Almost all extraction tasks suffer from the same issue: the tradeoff between precision and recall. Do you want a model that will find all possible things (e.g. named entities in a text) but will also find many additional entities that are in fact no entities (or include additional tokens/characters) or should the model be very precise, meaning that the identified entities are actually entities but you miss a lot of those that could have been found.
In OpenIE tasks, usually the model is tuned for precision. In this thesis, we want to investigate active learning models to identify structural/methodic errors and clean the extracted data. The interface for the human-in-the-loop should be as simple as possible, imagine having a Tinder-like endpoint that can be used to label data on the fly everywhere you are.
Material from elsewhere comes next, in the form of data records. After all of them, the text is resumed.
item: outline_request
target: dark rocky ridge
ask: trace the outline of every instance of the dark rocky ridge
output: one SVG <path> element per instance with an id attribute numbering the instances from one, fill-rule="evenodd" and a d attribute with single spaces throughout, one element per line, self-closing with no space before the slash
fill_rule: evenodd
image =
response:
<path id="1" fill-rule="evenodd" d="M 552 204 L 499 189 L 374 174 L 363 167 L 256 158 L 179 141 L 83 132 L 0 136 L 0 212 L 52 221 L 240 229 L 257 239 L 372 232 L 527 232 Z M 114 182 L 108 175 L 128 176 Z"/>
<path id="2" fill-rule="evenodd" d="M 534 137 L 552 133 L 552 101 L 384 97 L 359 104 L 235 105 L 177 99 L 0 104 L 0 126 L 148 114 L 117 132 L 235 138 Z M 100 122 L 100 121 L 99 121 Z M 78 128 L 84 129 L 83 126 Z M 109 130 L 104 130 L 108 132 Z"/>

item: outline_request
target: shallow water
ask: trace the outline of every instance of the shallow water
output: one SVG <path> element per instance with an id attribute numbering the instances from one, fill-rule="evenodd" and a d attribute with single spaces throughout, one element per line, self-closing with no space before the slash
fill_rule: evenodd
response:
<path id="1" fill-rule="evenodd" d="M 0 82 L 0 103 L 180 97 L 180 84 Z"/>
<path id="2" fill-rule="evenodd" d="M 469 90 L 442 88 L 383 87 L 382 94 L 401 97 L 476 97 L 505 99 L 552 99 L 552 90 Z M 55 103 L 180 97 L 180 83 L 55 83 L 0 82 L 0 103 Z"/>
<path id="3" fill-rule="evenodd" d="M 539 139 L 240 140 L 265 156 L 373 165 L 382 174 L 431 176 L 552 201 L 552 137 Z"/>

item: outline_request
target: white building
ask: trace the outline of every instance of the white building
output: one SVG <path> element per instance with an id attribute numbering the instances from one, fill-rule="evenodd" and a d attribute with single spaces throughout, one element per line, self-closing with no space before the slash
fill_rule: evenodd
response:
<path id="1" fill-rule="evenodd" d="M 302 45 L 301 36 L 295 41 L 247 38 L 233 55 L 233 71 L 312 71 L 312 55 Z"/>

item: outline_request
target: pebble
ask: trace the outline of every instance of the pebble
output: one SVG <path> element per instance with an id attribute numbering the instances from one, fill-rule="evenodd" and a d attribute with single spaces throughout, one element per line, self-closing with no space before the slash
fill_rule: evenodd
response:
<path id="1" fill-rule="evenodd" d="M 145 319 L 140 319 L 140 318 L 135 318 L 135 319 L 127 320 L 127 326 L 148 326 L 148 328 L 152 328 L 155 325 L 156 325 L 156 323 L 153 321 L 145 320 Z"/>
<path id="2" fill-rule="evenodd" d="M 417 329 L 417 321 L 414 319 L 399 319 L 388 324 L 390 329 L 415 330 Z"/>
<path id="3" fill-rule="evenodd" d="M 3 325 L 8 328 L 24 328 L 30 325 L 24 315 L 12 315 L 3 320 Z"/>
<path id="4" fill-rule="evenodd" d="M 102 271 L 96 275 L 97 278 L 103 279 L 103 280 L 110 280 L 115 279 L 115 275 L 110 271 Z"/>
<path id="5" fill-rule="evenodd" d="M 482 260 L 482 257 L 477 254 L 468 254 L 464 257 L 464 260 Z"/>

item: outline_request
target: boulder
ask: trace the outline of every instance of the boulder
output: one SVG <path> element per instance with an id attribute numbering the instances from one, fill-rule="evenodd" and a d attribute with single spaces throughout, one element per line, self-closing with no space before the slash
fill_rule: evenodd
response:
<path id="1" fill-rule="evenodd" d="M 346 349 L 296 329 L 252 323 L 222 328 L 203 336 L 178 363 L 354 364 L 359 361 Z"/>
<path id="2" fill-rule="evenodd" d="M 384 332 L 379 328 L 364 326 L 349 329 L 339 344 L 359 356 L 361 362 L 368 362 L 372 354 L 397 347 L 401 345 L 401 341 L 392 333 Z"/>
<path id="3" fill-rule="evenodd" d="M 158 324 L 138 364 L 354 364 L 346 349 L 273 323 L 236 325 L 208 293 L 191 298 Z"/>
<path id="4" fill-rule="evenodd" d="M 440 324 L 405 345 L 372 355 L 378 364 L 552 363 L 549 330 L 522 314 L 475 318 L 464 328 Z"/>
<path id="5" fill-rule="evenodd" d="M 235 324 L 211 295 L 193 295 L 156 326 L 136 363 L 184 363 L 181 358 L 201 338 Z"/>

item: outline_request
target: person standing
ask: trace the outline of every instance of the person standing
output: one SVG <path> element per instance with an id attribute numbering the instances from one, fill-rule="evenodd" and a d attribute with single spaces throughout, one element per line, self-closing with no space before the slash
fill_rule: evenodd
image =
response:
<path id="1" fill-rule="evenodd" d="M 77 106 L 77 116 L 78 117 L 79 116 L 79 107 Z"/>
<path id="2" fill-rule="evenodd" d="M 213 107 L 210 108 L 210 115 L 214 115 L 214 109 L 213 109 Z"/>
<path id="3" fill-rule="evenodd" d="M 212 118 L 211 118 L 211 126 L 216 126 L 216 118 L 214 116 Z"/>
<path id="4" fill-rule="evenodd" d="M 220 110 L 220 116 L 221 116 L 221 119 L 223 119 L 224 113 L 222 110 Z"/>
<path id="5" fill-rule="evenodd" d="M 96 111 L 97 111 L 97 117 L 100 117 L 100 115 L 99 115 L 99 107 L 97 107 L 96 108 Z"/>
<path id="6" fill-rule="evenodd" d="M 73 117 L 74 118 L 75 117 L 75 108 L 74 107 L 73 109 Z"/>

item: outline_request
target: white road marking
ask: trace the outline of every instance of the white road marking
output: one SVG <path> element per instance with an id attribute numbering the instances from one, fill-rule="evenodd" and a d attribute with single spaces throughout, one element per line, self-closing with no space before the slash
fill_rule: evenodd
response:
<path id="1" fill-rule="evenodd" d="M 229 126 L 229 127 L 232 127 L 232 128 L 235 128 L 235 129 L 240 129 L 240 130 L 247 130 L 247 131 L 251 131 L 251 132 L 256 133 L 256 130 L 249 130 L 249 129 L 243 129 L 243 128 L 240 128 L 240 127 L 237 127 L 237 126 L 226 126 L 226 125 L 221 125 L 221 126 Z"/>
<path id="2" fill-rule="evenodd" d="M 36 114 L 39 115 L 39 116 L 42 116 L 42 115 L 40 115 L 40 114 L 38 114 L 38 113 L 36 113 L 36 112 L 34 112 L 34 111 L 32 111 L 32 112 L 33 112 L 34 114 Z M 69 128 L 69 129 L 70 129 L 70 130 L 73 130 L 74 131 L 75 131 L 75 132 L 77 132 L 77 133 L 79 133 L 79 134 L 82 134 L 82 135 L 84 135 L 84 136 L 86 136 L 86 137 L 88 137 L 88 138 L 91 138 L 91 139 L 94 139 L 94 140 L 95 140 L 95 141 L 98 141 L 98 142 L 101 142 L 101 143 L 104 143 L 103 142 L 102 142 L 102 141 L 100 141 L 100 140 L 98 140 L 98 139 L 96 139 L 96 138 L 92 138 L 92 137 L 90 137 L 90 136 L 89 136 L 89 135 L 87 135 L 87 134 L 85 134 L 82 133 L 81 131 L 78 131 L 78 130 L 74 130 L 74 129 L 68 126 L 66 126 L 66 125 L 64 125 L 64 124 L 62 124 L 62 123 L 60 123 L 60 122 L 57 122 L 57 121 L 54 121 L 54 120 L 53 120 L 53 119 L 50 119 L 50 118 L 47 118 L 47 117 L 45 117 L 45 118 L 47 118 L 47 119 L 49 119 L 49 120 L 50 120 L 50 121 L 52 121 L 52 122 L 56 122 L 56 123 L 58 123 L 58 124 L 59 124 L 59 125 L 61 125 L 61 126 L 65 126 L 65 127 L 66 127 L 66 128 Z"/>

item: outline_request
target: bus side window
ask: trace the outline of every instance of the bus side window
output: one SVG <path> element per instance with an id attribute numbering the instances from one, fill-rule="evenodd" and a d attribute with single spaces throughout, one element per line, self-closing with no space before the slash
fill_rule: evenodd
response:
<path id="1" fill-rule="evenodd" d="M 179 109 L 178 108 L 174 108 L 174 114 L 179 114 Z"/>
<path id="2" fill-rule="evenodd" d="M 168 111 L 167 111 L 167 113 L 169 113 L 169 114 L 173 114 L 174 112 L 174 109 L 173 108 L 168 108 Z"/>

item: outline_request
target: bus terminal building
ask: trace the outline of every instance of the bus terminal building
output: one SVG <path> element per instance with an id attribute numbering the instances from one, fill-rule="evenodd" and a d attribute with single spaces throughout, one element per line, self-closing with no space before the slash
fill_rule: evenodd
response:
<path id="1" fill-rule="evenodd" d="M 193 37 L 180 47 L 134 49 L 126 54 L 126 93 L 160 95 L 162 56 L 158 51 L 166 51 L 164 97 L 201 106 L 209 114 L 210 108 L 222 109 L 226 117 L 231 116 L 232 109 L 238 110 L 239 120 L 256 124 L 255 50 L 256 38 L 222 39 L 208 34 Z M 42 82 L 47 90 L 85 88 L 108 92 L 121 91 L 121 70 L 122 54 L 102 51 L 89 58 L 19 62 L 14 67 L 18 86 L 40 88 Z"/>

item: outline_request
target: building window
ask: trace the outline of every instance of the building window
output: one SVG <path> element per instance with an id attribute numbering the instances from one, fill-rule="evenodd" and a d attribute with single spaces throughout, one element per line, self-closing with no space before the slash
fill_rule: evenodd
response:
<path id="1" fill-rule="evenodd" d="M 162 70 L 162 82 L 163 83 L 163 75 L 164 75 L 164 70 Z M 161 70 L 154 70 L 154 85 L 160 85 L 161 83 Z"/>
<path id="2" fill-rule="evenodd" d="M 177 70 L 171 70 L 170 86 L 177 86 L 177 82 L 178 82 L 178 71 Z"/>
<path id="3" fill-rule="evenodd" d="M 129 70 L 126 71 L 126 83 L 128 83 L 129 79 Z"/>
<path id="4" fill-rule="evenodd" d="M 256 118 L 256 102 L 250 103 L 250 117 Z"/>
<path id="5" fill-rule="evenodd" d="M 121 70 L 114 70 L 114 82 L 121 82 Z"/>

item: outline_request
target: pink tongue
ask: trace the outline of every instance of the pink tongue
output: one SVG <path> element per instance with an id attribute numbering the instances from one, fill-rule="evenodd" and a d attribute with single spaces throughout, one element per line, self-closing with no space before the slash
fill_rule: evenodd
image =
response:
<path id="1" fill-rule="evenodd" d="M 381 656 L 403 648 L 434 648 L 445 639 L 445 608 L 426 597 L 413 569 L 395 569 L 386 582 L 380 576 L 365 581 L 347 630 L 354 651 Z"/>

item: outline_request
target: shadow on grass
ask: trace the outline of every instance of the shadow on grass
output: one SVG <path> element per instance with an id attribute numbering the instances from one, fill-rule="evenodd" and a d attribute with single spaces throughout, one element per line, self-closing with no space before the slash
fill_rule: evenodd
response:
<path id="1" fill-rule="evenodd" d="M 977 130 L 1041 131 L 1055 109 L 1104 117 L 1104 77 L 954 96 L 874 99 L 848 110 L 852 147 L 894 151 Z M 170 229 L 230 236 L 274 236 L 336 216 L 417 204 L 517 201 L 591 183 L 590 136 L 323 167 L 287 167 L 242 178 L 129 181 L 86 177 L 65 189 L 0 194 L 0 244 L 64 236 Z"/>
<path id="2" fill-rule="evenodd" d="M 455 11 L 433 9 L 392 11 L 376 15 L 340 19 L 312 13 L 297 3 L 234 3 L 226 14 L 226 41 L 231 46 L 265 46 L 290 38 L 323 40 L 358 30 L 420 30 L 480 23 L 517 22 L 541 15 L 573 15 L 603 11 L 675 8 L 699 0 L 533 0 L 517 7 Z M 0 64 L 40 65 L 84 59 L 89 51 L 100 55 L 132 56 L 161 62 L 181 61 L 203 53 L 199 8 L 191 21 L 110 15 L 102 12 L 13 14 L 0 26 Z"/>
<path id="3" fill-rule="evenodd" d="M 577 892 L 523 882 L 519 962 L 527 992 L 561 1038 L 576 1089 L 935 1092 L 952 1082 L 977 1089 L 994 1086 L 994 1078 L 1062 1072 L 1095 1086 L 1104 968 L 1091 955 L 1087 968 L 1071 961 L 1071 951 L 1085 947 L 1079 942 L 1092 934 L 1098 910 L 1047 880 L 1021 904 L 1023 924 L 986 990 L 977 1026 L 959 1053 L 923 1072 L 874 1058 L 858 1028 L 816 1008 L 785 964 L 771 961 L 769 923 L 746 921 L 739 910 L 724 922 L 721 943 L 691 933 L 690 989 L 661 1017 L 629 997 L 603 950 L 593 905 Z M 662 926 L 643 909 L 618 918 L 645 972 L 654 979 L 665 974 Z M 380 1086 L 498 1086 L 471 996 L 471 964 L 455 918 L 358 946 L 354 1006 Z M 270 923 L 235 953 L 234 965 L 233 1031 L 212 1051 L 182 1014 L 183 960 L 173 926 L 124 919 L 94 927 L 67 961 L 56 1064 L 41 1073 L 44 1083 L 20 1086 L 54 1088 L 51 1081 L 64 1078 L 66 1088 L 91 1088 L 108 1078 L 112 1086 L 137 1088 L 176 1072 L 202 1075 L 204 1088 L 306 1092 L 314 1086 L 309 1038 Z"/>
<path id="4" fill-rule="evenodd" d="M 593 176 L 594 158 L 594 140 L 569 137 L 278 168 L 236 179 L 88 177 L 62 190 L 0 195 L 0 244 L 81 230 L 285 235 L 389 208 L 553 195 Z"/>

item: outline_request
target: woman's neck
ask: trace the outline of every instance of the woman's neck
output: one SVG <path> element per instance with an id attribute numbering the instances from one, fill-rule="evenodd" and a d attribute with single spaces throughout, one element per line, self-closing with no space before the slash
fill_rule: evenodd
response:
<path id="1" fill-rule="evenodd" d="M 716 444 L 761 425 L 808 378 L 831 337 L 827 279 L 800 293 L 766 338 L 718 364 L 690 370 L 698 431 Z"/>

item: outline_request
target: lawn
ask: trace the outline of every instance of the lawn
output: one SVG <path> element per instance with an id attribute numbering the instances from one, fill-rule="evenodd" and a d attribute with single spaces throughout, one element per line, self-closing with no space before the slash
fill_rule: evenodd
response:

Usually all extraction tasks are evaluated requires human annotators to sit on a desktop computer and precicely label (e.g. highlight text that contains an entity) the data, which is a boring and painstaking task. However, if the machine suggests entities that a user can annotate while waiting in line or when bored on the train, that could significantly improve the annotation experience and therefore increase the amount of labelled data.
In this thesis, a student has to develop a model, that enables this level of annotation simplicity. The machine would have to learn from the feedback it gets and improve the extraction model. Thy hypothesis (based on experience) is, that extraction models have common errors. The "cleanup" model would have to identify rules or the structure of these errors and thus clean the extracted data.